La foi et la culture - Pawel JOCZ (15/01/2000)
LA FOI ET LA CULTURE

 

L'homme, à la recherche du paradis, de la chaleur humaine et de l'amour, a été contraint de trouver le chemin qui lui garantirait le sentiment de sa propre valeur. Dans se quête, il baptisa « la foi » l'omniprésence d'un mystère. Ainsi, la culture devint un élément constitutif de la foi religieuse. Car il existe quelque chose de mystérieux dans la condition de l'artiste et de tout autre individu, créateur d'une culture, dans leur confrontation avec le matériau dans lequel, grâce à leur intelligence, ils lui insufflent la vie.
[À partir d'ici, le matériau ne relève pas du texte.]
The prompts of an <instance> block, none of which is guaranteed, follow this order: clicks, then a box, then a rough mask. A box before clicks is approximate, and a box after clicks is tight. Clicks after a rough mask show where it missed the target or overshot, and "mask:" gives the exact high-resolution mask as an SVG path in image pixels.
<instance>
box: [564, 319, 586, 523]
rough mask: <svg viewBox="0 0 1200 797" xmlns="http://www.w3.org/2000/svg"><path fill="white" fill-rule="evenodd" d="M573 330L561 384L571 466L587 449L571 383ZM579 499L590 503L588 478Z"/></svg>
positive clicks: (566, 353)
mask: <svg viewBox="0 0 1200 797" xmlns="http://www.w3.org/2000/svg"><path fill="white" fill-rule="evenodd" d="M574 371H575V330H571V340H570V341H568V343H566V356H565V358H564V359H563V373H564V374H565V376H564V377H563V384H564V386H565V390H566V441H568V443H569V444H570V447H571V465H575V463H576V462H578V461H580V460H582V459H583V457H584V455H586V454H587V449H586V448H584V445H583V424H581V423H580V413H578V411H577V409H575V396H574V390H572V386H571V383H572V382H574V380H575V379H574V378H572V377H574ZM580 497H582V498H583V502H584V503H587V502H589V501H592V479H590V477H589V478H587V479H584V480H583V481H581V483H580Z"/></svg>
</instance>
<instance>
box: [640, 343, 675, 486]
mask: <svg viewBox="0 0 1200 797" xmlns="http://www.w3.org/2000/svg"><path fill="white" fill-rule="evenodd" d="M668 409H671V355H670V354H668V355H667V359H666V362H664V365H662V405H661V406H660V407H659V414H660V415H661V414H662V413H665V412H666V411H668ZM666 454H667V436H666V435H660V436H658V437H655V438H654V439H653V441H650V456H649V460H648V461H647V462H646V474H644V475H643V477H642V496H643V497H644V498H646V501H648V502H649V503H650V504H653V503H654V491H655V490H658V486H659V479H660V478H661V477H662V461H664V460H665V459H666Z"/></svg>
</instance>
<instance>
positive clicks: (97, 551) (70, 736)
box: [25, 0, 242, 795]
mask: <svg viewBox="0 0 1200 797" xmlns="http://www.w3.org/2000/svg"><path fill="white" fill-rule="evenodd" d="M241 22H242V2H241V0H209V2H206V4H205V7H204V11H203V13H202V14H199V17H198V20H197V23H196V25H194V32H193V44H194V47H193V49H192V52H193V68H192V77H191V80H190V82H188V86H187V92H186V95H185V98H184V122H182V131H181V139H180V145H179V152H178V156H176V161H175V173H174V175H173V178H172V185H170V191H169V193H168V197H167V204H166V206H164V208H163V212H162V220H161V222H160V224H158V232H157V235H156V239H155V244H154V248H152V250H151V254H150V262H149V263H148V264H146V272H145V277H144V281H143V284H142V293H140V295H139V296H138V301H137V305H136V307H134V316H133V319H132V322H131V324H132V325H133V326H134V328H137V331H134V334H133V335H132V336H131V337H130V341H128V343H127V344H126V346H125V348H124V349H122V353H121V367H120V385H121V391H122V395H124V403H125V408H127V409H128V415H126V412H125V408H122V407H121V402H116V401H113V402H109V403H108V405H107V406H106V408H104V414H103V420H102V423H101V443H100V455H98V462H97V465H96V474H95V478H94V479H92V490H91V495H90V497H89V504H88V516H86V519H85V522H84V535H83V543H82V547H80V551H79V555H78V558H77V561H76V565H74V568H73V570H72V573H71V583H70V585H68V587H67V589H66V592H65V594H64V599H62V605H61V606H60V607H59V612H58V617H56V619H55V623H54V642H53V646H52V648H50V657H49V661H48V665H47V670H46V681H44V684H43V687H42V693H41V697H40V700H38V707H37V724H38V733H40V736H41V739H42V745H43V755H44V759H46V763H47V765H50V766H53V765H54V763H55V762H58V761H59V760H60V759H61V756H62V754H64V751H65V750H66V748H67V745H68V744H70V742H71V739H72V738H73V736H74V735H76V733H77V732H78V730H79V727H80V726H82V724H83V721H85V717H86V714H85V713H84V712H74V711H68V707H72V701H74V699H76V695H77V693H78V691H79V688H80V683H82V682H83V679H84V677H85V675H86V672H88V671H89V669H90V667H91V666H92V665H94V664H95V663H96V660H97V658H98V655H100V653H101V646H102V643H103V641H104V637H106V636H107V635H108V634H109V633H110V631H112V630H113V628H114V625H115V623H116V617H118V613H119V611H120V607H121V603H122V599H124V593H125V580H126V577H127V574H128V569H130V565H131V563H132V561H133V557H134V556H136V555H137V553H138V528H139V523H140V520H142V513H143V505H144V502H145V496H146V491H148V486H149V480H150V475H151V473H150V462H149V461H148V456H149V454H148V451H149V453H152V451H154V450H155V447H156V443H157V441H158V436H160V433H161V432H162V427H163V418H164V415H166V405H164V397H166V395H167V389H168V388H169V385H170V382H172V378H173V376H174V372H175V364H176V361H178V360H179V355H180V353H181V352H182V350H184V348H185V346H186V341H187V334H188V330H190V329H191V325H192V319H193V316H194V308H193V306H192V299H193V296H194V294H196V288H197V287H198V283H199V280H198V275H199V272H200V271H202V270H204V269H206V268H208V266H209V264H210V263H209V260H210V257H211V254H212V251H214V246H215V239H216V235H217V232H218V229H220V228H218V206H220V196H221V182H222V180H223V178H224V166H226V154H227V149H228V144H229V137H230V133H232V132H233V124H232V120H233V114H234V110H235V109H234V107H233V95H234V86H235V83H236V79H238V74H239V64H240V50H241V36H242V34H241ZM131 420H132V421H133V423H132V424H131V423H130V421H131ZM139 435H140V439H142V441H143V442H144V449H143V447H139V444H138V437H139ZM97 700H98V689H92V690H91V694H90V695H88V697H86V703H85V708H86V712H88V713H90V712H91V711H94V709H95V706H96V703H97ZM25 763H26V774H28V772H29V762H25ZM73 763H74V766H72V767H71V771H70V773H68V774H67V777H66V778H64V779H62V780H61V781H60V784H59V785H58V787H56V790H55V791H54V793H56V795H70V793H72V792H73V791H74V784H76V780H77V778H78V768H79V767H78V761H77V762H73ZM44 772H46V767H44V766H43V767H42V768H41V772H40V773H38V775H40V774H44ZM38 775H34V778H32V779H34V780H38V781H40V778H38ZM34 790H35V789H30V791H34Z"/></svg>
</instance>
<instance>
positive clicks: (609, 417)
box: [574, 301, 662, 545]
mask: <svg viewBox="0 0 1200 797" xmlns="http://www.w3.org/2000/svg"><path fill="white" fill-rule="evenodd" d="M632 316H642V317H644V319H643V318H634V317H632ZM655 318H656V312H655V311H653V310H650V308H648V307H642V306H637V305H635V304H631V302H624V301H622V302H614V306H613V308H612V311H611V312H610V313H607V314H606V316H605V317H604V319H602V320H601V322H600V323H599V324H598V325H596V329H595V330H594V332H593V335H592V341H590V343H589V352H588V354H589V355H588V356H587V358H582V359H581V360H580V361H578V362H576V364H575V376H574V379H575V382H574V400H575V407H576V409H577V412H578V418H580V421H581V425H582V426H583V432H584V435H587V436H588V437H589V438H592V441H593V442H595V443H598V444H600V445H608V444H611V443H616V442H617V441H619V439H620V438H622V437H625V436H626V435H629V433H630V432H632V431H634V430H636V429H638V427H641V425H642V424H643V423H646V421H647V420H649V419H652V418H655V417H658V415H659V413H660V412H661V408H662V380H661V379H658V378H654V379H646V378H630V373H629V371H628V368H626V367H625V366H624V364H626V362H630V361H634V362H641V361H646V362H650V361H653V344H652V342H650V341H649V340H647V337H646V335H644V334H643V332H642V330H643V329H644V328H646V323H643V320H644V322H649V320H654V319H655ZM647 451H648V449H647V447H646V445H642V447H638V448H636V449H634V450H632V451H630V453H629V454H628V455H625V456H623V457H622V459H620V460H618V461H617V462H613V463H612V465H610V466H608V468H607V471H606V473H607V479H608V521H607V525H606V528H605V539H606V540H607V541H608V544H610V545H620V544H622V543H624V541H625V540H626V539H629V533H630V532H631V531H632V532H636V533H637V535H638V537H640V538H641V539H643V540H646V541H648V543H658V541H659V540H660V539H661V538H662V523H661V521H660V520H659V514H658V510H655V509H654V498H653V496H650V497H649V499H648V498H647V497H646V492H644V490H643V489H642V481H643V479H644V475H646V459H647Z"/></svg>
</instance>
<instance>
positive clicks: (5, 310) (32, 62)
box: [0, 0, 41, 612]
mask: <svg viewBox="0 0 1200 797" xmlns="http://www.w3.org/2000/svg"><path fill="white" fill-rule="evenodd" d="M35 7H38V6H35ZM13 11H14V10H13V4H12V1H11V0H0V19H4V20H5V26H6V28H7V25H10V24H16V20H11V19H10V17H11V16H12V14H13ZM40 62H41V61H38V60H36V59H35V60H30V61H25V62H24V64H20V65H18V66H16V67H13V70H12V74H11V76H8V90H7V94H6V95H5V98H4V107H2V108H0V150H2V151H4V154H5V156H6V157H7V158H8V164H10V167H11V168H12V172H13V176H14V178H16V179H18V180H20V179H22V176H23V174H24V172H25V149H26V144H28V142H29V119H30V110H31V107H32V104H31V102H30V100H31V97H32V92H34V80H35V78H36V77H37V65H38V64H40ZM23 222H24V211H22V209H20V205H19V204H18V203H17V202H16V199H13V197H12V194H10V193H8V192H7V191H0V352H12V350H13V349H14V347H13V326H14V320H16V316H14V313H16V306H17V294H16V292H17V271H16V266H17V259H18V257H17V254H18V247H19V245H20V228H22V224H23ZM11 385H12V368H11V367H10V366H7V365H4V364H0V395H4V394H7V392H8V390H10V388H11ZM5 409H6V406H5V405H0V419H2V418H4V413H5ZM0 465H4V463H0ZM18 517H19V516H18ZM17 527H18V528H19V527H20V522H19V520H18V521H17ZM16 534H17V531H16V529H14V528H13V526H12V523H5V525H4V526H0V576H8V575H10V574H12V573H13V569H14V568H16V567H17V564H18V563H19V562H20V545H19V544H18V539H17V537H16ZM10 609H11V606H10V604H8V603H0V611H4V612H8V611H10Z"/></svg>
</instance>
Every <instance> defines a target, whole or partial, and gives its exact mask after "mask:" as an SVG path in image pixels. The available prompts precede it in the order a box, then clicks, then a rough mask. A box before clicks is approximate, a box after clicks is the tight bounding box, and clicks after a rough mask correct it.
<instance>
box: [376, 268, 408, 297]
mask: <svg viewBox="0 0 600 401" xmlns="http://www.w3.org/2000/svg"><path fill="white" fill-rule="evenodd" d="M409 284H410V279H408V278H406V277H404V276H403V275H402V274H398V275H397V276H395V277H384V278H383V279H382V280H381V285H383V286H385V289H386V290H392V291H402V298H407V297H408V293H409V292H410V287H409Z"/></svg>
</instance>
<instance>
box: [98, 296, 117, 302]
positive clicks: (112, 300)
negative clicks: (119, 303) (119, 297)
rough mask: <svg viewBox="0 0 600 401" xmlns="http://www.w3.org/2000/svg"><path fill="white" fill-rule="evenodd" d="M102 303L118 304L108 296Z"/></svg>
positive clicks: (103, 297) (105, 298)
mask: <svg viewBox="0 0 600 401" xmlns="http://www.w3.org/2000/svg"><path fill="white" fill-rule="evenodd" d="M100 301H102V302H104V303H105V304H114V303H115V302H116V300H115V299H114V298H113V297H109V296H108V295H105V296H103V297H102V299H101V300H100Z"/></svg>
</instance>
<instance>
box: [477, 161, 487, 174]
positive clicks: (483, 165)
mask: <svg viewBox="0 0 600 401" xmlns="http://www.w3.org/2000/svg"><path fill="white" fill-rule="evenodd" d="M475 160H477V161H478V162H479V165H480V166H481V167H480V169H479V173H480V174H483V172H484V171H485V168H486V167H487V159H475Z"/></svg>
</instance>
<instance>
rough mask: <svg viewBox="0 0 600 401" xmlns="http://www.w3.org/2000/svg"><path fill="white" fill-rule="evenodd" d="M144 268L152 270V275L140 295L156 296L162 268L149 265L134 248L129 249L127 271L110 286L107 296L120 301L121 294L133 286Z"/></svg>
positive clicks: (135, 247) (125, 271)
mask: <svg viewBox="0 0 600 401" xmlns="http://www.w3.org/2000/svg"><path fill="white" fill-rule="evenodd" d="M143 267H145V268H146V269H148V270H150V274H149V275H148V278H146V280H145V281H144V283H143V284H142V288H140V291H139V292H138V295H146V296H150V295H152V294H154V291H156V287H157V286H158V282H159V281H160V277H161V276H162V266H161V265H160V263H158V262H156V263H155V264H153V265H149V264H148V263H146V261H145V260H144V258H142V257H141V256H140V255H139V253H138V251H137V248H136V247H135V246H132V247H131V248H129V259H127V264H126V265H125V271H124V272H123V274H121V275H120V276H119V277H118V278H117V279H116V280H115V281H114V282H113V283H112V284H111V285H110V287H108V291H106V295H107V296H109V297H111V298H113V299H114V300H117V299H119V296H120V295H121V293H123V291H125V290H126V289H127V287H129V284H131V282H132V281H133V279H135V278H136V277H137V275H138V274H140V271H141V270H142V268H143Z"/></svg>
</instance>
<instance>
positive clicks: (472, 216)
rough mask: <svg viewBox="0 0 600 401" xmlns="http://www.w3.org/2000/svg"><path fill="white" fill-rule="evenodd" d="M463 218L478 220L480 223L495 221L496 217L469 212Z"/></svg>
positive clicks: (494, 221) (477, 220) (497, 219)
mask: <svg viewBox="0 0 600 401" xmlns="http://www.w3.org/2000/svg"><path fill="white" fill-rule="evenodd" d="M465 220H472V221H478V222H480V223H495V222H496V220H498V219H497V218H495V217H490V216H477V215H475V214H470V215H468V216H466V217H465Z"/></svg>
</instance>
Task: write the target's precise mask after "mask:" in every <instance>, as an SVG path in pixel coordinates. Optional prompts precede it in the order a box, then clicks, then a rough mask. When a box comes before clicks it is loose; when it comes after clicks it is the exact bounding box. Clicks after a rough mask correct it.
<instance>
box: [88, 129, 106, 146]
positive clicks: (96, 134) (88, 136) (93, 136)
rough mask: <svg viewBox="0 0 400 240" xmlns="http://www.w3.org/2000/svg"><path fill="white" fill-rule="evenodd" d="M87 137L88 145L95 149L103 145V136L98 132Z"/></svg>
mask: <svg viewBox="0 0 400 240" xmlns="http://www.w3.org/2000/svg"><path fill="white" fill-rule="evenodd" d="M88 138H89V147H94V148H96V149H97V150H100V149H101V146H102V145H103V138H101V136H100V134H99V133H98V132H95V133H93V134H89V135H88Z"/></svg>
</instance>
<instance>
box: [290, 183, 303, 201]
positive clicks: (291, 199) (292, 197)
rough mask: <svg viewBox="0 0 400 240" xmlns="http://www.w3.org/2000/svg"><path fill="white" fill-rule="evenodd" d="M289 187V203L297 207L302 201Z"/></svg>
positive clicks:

Bien des fois, le produit de sa création dépasse le créateur lui-même car, pour seule preuve de la création de son œuvre, il dispose de ce qui lui est donné à voir et à connaître. Par conséquent, l'artiste constate que ce qu'il venait de créer, commence à vibrer de sa propre vie. A vrai dire, j'ignore à quel moment de mon travail de sculpteur surgit cette vie mystérieuse, c'est-à-dire à partir de quel moment précis, mon œuvre commence à vivre de sa propre vie et d'une façon autonome. Cette question me paraît fort intéressante, car toute œuvre issue de l'homme, tout en étant vivante, se démarque de lui.

La culture embrasse toute notre vie : de la culture de la terre jusqu'à la conquête de l'espace. Il en est ainsi parce que l'individu, au fond de son cœur, se réfère à une force qui lui est inconnue et qu'il voudrait atteindre. Cela fait partie de son cheminement.

Tout le long de notre vie, nous portons l'empreinte de la chaleur de la main maternelle. Et ce message constitue un élément de la culture qui, dans la quête de l'homme, représente une lointaine croyance. Certes, l'homme s'en approche ou s'en éloigne, il la désire et il la recherche. Elle fait partie de l'esprit ou de la conscience. La culture spirituelle n'est rien d'autre que le sentiment de la place qu'est la nôtre dans l'espace humain qui est l'espace des besoins essentiels de l'homme tels que cultiver la terre ou préparer la nourriture.

Tout cela est nécessaire pour sentir l'omniprésence du mystère divin. Ce n'est pas par hasard si l'espace de la culture humaine commença dans la crainte de Dieu, là, où le mystère et les nuages traçaient le chemin à emprunter ; où tout commença par le culte de la fécondité et les louanges de Dieu.

Toute la culture spirituelle prend ses sources dans la quête du divin. Depuis toujours, l'Église accompagne le développement spirituel des sociétés. Cependant elle a souvent oublié qu'elle ne pouvait se passer d'individus.


Le plus important est le dialogue entre la foi et la culture. Il sera fondamental pour le Nouveau Millénaire. Pendant deux mille ans, la chrétienté versait son sang au nom de la foi et ce sacrifice se situe à l'origine de notre civilisation.

Je partage entièrement l'opinion d'André Malraux qui disaient que le XXIème siècle serait un siècle de spiritualité. Il sera spirituel à travers le dialogue avec la culture qui ne saurait exister toute seule.

De même, la foi n'est pas strictement réservée aux théologiens qui, par ailleurs, devraient être des initiateurs de la renaissance de la foi et de la culture. La décadence n'est rien d'autre que l'enfermement dans les schémas et, par conséquent, le renoncement à la culture.

La culture refuse toute schématisation et les raccourcis, elle a besoin de chercher et d'appréhender l'Omniprésent.